Deep learning for NeuroImaging in Python.

Note

This page is a reference documentation. It only explains the class signature, and not how to use it. Please refer to the gallery for the big picture.

class nidl.volume.transforms.preprocessing.spatial.resample.Resample(target: float | tuple[float, float, float] = 1.0, interpolation: str = 'linear', **kwargs)[source]¶

Bases: VolumeTransform

Resample a 3d volume to a different physical space.

This transformation resamples a 3d (or 4d with channels) volume to a new spacing, effectively changing its shape. It uses a provided RAS-affine matrix to interpret voxel coordinates in physical space. Check Nibabel documentation on image orientation.

Internally, it uses SimpleITK for fast and robust resampling.

It handles np.ndarray or torch.Tensor as input and returns a consistent output (same type).

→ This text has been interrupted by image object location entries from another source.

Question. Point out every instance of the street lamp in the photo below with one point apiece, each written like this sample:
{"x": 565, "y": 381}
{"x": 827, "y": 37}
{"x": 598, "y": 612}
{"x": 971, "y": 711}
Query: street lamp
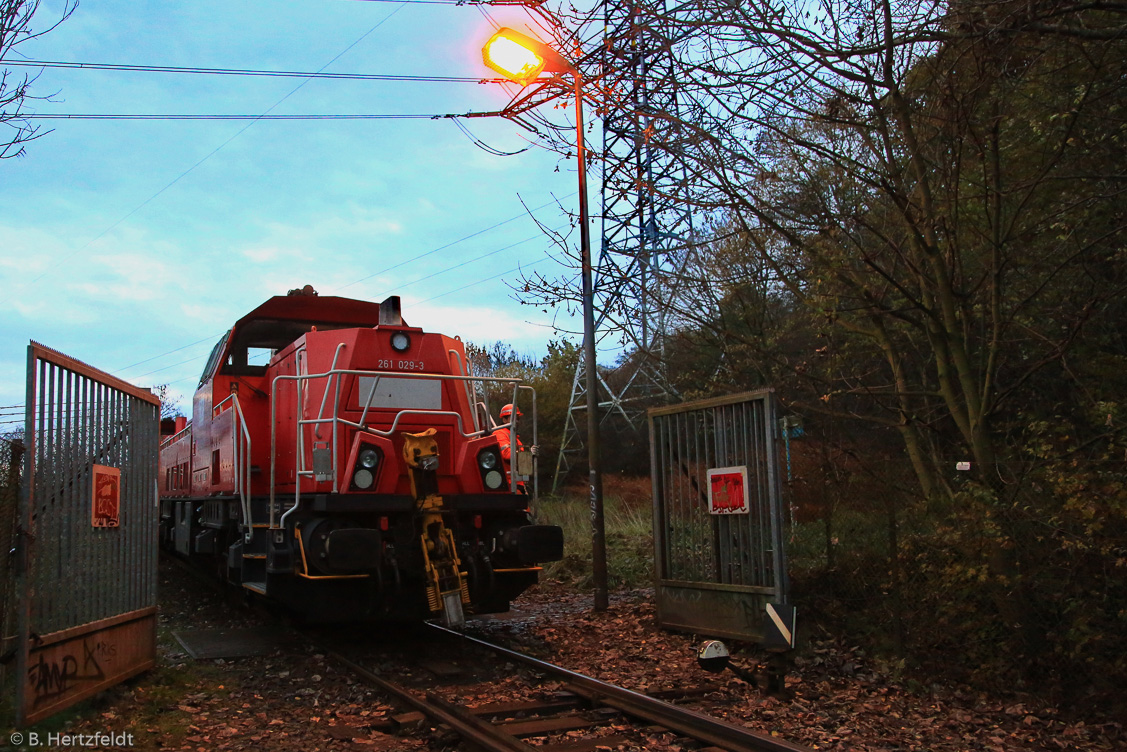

Input shape must be $(C, H, W, D)$ or $(H, W, D)$ .

Parameters:

target : float or tuple of floats, default=1

Output spacing $(s_w, s_h, s_d)$ in mm. If only one value $s$ is specified, then $s_w = s_h = s_d = s$ .

interpolation : str in {‘nearest’, ‘linear’, ‘bspline’, ‘cubic’, ‘gaussian’, ‘label_gaussian’, ‘hamming’, ‘cosine’, ‘welch’, ‘lanczos’, ‘blackman’}, default=’linear’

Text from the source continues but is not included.